Publish to Hadoop (Hive-HDFS) and Redshift-S3 target types: Job definition
There are a few notable differences in how publish jobs are configured for Hadoop-HDFS and Hive and Amazon-S3 and Redshift targets.
Table URI (for Hive and Redshift distribution engines) and File System URI (for HDFS and S3 File Systems) are specified for these target types. Hadoop-HDFS and Hive target type requires Target Entity Location: HDFS Target URI and HIVE Target URI. Amazon-S3 and Redshift target type requires Target Entity Location S3 Target URI and Redshift Target URI.
When publishing to these target types users must provide directory filepaths to the file system target destination.
When publishing to these target types users also must provide a prefix that combined with the source name (prefix + SourceName) becomes the TableName in the case of Amazon-S3 and Redshift or the SchemaName in the case of Hadoop-HDFS and Hive.
The following example details definition of an Amazon-S3 and Redshift publish job using the target as defined in the picture above (the target name is "Demo_RedShiftS3").
1. TARGET definition
Select a Dataset Name to publish.
Publish Job Name: Name the publish job.
Target: Choose a pre-defined Amazon-S3 and Redshift target.
Target Directory Path: Enter an existing directory or create a new one. This value should be an existing subdirectory of location defined in the target or a new directory folder. For this example, the newly created directory is "demo2".
Redshift Database Prefix: Enter a prefix, this will become the prefix of the table name. For this example, the prefix is "prefix3".
2. ENTITY, SCHEDULE, CONFIRM screens
Stage through screens to configure the publish target. Save and execute the job.
3.AWS Target Confirmation + Redshift View
In S3 section of AWS console, identify the bucket that will be the S3 Target URI from the defined Amazon-S3 and Redshift target. For this example it is "test.nvsvpn.com" bucket.
The name of the source(s) that were published (for this example, "INDEXSN") will display.

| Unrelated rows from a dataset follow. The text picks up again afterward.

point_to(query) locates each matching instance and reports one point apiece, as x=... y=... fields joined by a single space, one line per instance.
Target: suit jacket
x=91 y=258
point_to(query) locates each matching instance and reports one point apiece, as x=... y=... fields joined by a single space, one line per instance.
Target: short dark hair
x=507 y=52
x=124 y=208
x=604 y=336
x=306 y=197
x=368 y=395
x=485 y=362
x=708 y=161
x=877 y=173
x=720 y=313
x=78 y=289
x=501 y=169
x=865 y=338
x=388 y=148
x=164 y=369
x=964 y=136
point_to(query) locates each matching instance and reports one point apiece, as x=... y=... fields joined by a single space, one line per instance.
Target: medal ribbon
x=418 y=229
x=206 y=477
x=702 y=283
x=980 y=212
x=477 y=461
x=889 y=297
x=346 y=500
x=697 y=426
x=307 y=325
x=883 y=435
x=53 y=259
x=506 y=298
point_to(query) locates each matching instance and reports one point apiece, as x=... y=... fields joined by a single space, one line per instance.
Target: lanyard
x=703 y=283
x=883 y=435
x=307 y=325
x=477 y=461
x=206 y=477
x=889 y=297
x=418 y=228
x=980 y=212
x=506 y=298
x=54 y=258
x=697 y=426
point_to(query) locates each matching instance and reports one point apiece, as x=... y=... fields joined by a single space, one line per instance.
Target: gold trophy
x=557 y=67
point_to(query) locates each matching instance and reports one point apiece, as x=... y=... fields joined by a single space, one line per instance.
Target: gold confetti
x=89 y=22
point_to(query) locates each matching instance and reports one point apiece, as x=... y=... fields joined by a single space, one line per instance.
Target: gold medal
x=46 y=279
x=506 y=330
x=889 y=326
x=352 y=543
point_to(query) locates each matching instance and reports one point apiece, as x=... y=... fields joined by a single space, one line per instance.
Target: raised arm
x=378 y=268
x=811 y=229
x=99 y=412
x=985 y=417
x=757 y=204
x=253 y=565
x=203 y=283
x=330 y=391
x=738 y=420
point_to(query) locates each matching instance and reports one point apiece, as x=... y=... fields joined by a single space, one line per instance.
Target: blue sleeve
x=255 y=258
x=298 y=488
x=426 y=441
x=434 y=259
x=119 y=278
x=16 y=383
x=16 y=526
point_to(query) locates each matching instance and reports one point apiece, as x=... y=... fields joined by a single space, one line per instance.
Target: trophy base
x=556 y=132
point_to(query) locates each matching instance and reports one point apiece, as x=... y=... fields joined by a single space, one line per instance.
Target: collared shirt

Select the source name to view the published tables.
Drill in to view the partition (example: demo2/INDEXSN/CPI_OtherWest/20181210065143/good/000000_0)
Partition view provides the following information: Owner, Last modified, Etag, Storage class, Server side encryption, Size, Key, and Object URL.
The Redshift table view on top of S3 database is a similar construct to viewing Hive table views on top of HDFS.
Navigate to the Redshift service in AWS, choose the schema name (created from "Redshift Database Prefix_SourceName" naming convention).
Select the (view) icon on any table of interest to auto-generate a query that will produce a table view that can be saved and downloaded. The query window provides a list of tables to query, query editor, and query results.